How to Tell Deepfakes Aren’t Real
As deepfakes continue to become more and more realistic, it’s even more imperative to be able to recognize when you see them, even if the deepfake in question isn’t necessarily “bad,” per se. There are still risks associated with deepfakes, specifically falling victim to misinformation, identity theft, and scams.
The good news is that there are a few telltale signs that something is a deepfake; the bad news, however, is that with as fast as this technology is advancing, these signs may quickly become obsolete.
The first sign to keep an eye out for is inconsistent blinking. As you might imagine, human blinking patterns, much like hands, are difficult for AI models to accurately replicate. So, check to see whether subjects are blinking excessively, or not enough. Similarly, faces can be difficult for AI models to get quite right, so be on the lookout for unexpected levels of asymmetry and mismatched skin tones.
Further, sometimes hair can appear overly smooth or unnaturally rigid in deepfakes. Teeth might end up just a little too perfect, or have unnatural gaps. Be sure to also take a good look at the subject’s eyes. Human eyes are reflective in wildly complex ways, so if the light in their eyes just doesn’t look quite right and instead looks a bit too flat or unnatural, the video might be a deepfake.
Body language can also be difficult for AI models to replicate, such as awkward gestures or unnatural posture. Overly stiff or unnaturally fluid movements can also appear in deepfake videos, both of which are uncommon in real human motion.
Tools for Detection
Unsurprisingly, perhaps the best way to detect AI-generated content like deepfakes is with AI-powered tools designed just for that purpose. As the famous saying goes: fight fire with fire. Already, there are programs designed specifically to analyze media for the subtle inconsistencies we mentioned above.
So, one thing you can do if you’re worried whether a video you’re watching is real is to plug it into a tool like Deepware or Sensity AI. Though once you’ve seen enough deepfake content, it can become significantly easier to spot when something isn’t real.

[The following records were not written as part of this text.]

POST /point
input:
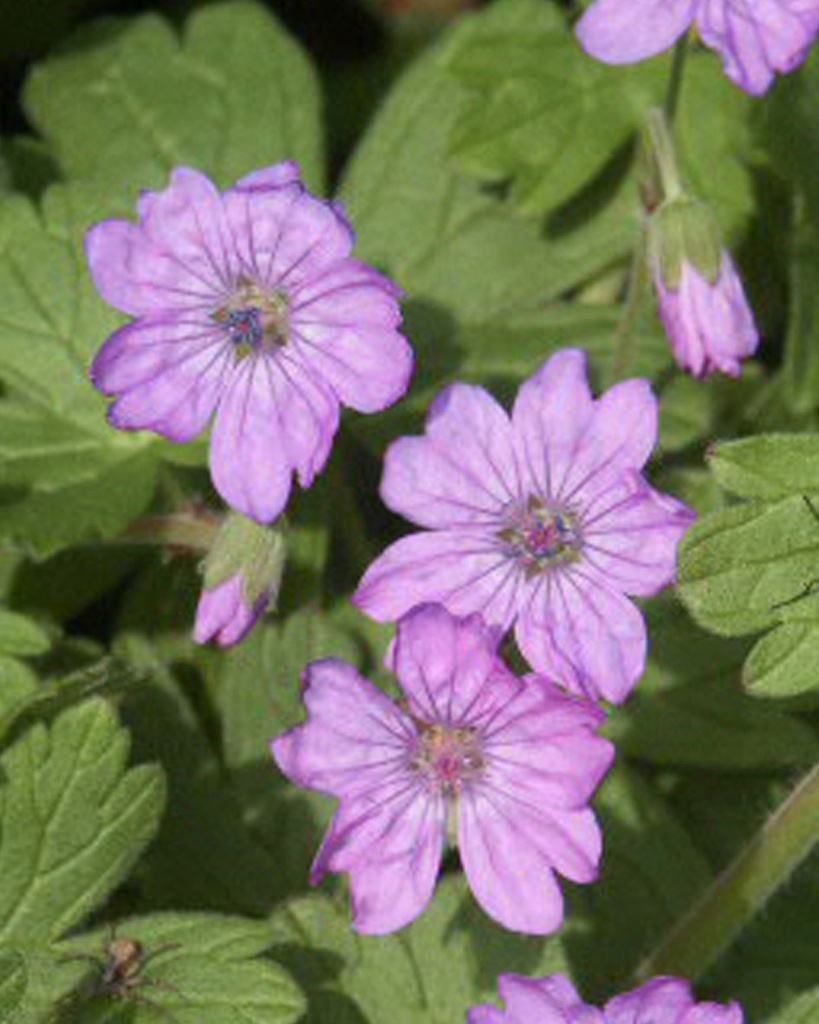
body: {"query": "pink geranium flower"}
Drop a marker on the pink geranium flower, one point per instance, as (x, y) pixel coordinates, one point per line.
(249, 306)
(755, 38)
(543, 520)
(504, 766)
(555, 1000)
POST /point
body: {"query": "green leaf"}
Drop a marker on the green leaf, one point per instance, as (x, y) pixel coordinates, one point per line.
(20, 636)
(204, 856)
(544, 116)
(540, 111)
(768, 466)
(66, 475)
(430, 973)
(450, 244)
(197, 969)
(802, 1010)
(74, 819)
(689, 709)
(651, 873)
(129, 101)
(12, 983)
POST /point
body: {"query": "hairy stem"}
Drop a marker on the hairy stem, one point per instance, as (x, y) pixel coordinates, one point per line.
(738, 894)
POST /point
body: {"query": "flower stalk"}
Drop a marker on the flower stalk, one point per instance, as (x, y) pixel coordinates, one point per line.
(744, 887)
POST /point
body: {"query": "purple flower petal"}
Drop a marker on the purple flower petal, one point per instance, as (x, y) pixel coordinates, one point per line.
(584, 635)
(463, 570)
(223, 614)
(624, 31)
(171, 374)
(272, 419)
(463, 469)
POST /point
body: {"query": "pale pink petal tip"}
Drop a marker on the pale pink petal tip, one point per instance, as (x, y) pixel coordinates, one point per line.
(513, 764)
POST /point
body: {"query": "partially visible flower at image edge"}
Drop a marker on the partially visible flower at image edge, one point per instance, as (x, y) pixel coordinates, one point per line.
(755, 38)
(542, 520)
(505, 767)
(555, 1000)
(249, 306)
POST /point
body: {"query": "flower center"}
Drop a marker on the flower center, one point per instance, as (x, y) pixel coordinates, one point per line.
(254, 320)
(541, 536)
(447, 757)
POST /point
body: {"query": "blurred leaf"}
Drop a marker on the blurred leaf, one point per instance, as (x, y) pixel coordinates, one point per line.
(450, 244)
(127, 101)
(74, 820)
(689, 709)
(198, 970)
(431, 972)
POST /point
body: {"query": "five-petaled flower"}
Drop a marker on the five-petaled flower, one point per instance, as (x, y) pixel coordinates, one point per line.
(249, 305)
(555, 1000)
(544, 520)
(755, 38)
(504, 766)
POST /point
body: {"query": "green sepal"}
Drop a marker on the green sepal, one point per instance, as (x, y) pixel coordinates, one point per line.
(257, 552)
(684, 230)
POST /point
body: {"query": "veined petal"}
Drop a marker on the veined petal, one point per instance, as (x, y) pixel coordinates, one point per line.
(345, 325)
(758, 38)
(186, 222)
(249, 458)
(392, 857)
(354, 739)
(620, 435)
(583, 635)
(626, 31)
(462, 471)
(133, 274)
(552, 412)
(171, 375)
(632, 534)
(445, 665)
(465, 571)
(510, 878)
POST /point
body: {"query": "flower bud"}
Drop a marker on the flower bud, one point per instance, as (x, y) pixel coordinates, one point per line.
(701, 300)
(242, 574)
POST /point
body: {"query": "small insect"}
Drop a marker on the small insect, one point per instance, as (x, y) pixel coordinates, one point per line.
(121, 973)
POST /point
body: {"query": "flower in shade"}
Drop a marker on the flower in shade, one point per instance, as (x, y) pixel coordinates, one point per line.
(543, 520)
(242, 576)
(755, 38)
(505, 767)
(555, 1000)
(701, 300)
(249, 306)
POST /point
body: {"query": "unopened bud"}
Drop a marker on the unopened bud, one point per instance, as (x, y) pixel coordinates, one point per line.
(242, 576)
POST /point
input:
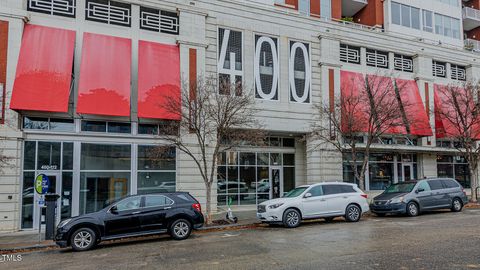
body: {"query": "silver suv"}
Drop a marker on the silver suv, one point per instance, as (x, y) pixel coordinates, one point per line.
(413, 197)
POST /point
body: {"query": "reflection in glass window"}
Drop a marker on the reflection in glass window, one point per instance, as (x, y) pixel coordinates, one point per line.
(155, 182)
(49, 156)
(99, 189)
(94, 126)
(105, 157)
(29, 152)
(67, 156)
(27, 199)
(155, 158)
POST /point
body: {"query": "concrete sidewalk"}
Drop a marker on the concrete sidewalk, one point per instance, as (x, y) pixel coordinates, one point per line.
(29, 240)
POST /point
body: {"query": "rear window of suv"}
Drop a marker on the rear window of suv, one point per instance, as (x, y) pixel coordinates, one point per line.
(449, 183)
(336, 189)
(435, 184)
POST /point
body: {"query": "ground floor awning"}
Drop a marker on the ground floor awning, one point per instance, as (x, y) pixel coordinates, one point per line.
(44, 70)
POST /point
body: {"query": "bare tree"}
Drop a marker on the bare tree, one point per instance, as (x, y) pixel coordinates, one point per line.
(213, 117)
(367, 109)
(457, 109)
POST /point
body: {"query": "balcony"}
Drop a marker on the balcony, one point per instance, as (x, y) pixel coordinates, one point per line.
(472, 45)
(471, 18)
(351, 7)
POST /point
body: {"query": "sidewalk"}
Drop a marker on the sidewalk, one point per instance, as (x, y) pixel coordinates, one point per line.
(28, 240)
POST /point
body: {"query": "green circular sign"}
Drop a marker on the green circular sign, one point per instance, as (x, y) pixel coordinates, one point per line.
(41, 184)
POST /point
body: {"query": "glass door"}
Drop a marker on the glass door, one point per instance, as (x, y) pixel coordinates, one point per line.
(407, 172)
(276, 182)
(55, 186)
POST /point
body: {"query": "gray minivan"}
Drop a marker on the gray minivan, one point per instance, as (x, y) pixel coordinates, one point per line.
(413, 197)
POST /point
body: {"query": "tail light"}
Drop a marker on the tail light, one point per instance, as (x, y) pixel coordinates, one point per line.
(197, 207)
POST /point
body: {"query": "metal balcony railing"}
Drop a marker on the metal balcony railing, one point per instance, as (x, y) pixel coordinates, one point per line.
(471, 13)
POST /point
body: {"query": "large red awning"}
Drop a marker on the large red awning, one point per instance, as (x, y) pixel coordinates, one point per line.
(356, 111)
(44, 70)
(158, 80)
(105, 72)
(444, 128)
(415, 112)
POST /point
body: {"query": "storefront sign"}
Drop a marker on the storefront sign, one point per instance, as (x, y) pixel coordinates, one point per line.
(41, 184)
(49, 167)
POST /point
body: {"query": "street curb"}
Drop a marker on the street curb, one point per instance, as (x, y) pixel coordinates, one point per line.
(37, 247)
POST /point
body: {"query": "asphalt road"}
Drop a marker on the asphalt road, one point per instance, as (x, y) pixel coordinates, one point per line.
(441, 240)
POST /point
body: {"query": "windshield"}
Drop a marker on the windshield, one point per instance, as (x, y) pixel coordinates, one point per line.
(295, 192)
(400, 188)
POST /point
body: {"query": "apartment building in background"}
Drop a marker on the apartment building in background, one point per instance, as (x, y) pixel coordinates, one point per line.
(81, 81)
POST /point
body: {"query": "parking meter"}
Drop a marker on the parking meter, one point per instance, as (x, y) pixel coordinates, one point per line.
(50, 216)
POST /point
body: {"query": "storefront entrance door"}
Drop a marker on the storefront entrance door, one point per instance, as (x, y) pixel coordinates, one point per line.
(55, 179)
(276, 182)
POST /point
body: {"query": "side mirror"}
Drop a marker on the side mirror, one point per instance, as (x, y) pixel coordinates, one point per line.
(114, 210)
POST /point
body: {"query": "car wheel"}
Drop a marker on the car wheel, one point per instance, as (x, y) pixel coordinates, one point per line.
(353, 213)
(457, 205)
(329, 219)
(180, 229)
(412, 209)
(83, 239)
(291, 218)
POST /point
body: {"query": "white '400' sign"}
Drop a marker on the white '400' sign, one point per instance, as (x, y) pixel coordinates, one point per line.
(266, 65)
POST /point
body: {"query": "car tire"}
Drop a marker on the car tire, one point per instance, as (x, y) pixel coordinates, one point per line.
(412, 209)
(83, 239)
(353, 213)
(457, 205)
(180, 229)
(329, 219)
(292, 218)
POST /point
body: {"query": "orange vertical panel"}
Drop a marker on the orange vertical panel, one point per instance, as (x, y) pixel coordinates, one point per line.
(158, 80)
(44, 70)
(105, 72)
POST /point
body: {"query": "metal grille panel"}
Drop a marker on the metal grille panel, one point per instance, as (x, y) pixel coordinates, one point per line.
(376, 58)
(109, 12)
(159, 21)
(439, 69)
(403, 63)
(65, 8)
(349, 54)
(458, 73)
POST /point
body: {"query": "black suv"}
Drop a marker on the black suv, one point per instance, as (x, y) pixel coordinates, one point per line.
(176, 213)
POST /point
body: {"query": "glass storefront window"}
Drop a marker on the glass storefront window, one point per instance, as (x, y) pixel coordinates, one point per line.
(119, 127)
(154, 158)
(247, 159)
(66, 200)
(454, 167)
(35, 123)
(155, 182)
(94, 126)
(29, 153)
(99, 189)
(105, 157)
(27, 199)
(381, 175)
(48, 156)
(67, 156)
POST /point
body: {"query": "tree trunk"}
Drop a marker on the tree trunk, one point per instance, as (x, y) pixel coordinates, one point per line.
(474, 185)
(208, 219)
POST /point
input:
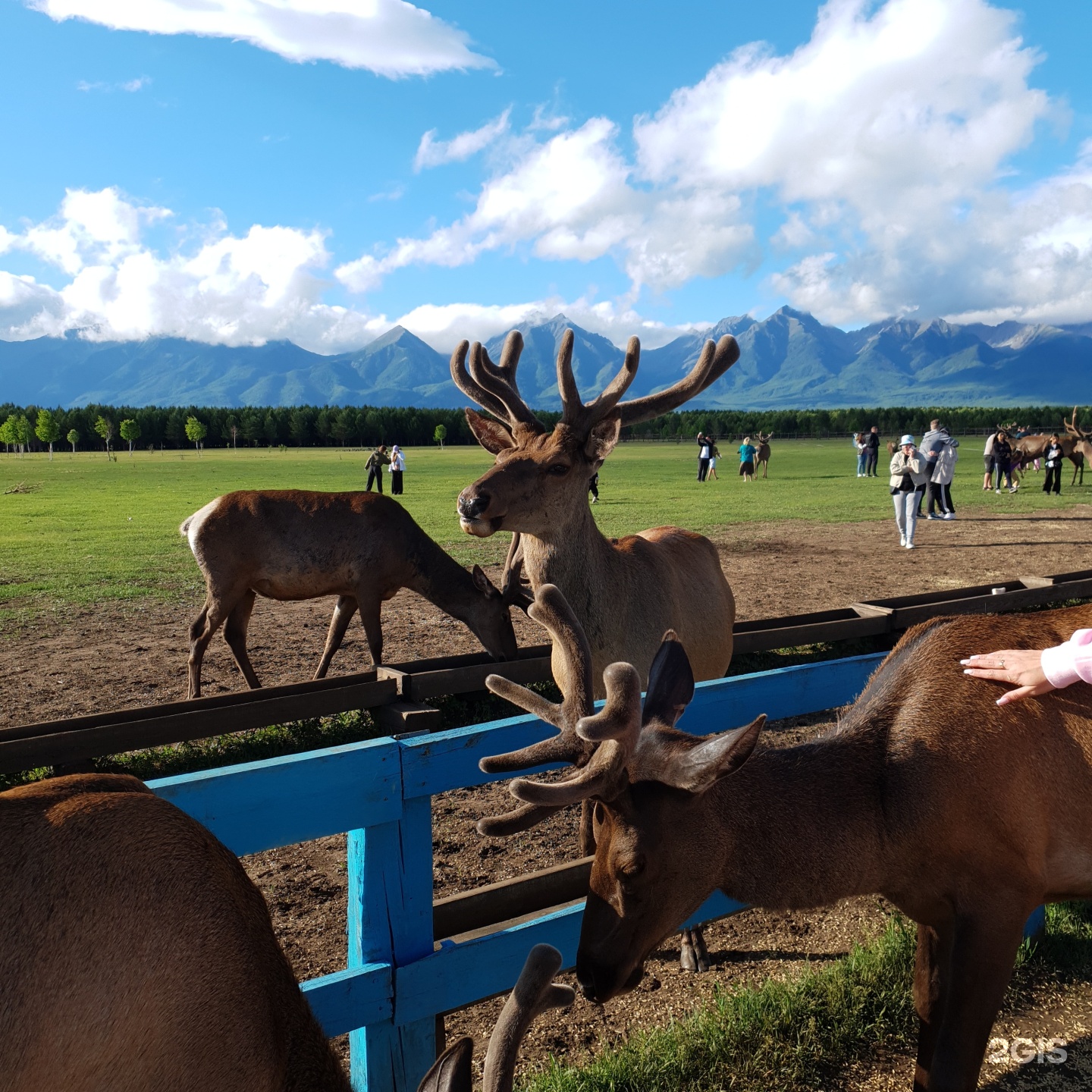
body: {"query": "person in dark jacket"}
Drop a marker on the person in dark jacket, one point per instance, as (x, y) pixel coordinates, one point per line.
(1053, 458)
(375, 466)
(1003, 461)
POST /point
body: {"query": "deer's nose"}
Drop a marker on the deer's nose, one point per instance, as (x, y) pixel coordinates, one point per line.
(471, 506)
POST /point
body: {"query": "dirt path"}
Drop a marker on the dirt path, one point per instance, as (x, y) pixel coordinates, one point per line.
(70, 662)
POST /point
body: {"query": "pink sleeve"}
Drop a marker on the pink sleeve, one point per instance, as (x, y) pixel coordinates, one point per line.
(1070, 662)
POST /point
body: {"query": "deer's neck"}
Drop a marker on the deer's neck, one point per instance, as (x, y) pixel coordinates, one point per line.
(805, 824)
(441, 580)
(575, 556)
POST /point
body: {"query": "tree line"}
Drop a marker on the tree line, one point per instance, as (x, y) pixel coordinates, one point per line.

For images, Google Image Search can be really helpful. If you suspect an image might be altered, you can run a reverse image search to see if it has been used elsewhere or manipulated in any way.
Final Thoughts
The era of deepfakes isn’t just upon us; it’s been here now for the better part of a decade. While originally they were easy to recognize, those days have passed us by. Now, it can be exceedingly difficult to tell when a video is real.
Luckily, there are plenty of good, if not great, applications of deepfake technology, from education to filmmaking. And while the negative implications will most likely never truly vanish, fortunately, there are plenty of ways to tell when a video or image has either been generated from scratch or manipulated in some way, shape, or form.
And if your own personal analyses aren’t enough, there are lots of AI-powered tools to help you distinguish fact from fiction.